The defence advocate then suggested that these events “were absolutely nothing, this only turned into criminality because other things have happened since”, which the witness said was “absolutely not” the case. She reiterated that “Mr Salmond assaulted me”.

The second witness – who also cannot be named for legal reasons and was described as a ‘Yes’ campaigner and a Scottish National Party politician – told the court that, in February or March 2011, she had been at a celebration at a Pizza Express restaurant in Edinburgh with her husband when a group, including Salmond, entered and joined them.

She said “it was a great night” and that there had been alcohol “on the table”. She and her husband went to leave at around 11 pm to catch a train back home when Salmond, she said, offered them a lift in his Government car to Waverly train station – an offer they accepted. The court heard how Salmond suggested she sit in the back of the car while her husband sat in the front passenger seat, which they did.

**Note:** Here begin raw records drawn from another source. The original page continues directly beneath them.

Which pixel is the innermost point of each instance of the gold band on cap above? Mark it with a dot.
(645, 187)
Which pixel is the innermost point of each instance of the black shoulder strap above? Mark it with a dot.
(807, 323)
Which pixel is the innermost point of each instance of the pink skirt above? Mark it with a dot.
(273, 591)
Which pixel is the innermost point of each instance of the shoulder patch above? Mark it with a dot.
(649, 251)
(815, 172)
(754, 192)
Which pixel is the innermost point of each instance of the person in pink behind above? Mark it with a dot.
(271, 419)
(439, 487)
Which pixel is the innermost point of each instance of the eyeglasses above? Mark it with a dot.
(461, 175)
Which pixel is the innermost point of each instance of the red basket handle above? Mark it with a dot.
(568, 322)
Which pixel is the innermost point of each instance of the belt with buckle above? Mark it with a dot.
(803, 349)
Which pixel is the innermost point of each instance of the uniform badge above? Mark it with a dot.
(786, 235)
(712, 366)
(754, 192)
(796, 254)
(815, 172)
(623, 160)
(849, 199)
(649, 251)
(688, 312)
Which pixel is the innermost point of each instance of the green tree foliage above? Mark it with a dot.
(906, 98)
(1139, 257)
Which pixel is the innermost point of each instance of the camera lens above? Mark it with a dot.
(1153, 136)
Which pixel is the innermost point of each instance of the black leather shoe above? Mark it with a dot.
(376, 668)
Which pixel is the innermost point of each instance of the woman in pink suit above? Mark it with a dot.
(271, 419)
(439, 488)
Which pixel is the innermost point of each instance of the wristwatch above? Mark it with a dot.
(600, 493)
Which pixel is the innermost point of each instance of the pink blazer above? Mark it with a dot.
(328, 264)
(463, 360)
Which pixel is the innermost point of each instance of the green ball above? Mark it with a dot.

The woman told the court that, during the journey, Salmond put his hand just above her knee. “It wasn’t a quick touch, he put his hand there and it stayed there for the duration of the journey,” she said. “I was absolutely gobsmacked… I was taken aback he would do that”. She said she didn’t say anything as she was embarrassed and in shock. “I just wanted it to stop,” she added. Asked if she had told her husband about the incident, she said she hadn’t because “he was in great, happy form and a big admirer of Alex. I just hoped it would go away”.

Cross-examining for the defence, Shelagh McCall QC said that the distance between the Pizza Express branch was only a quarter of a mile from the train station – “a rather short journey” – and asked the witness if she was sure that Salmond had asked her to sit in the back seat with him. The witness said she was. The defence QC also suggested that, in that model of car, there was an armrest between the two back seats so it would have been difficult for Salmond to reach across.

“He says he didn’t touch your leg,” McCall said, “I wish he hadn’t,” the witness replied.

Asking why she had come forward, the woman said that she had received an “unsolicited email” from a police officer. She agreed that she had been a member of a WhatsApp group that had been discussing the allegations, but denied being put under pressure by anyone to make her statement.

Alex Salmond denies all of the charges. The trial continues.